The Emperor Chuan calls together all of the children in the area and tasks them with determining what is the greatest power. They are given one week to make their decisions and prepare to present them in a parade where the Emperor will choose one of the children to be the next Prime Minister. For many of the children the choice is easy and they quickly form groups to begin their presentation to the Emperor—some believe that might is the greatest power, some believe beauty, some technology, some money. However, young Mei Lin isn't quite so sure the answer is that easy, and though the children all ask her to be part of their groups, she isn't convinced that any of these is the answer that feels true to her heart.
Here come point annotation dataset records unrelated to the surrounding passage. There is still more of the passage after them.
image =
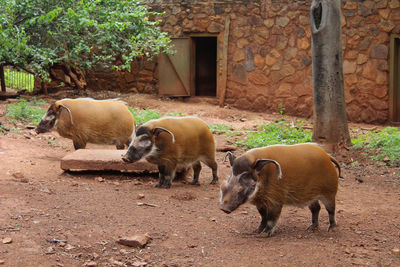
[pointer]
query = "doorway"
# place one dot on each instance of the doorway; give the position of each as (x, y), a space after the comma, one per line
(394, 93)
(205, 66)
She journeys to the city with her cousin and uncle who tell her parables along the way, acted out by the ensemble. The stories help Mei Lin discover the answer that feels true to her heart and give her the courage to present her own, unique choice to the Emperor.
TADA makes not just theater for young people, but theater by young people. I was mightily impressed with this cast who range in age from 9 to 18 years old. Their dedication and hard work are unmistakable. The performances are tight, the dancing impressive, and this cohesive ensemble certainly exceeded my expectation from a cast of this age (while proving that expectation naive). The sets are exquisite and the production value of the piece is unusually high.
As an audience member, it was fantastic to have the opportunity to bring a child to a proper theater that is purely designed for young people. There is a special space down in the front for kids to get right up in the action and booster seats for little ones who want to stay in their seats with their parents. The play runs about an hour and is suggested for ages five and up, which seemed appropriate. Though littler kids in the audience were easily wrapped into the story (and rapt with the cast) I did notice them getting restless about 3/4 of the way through. Bring some pocket change: there is a "please, mommy, please!"-inducing concession stand in the lobby stocked with irresistible goodies.
The play itself is a lovely story with a great message, unique characters and some fantastic songs. And my kid loved it. But fun as it was, as a parent, honestly I got the most joy from watching these kids perform. It's clear that TADA has created an environment where young theater artists are given a chance to shine in their own right.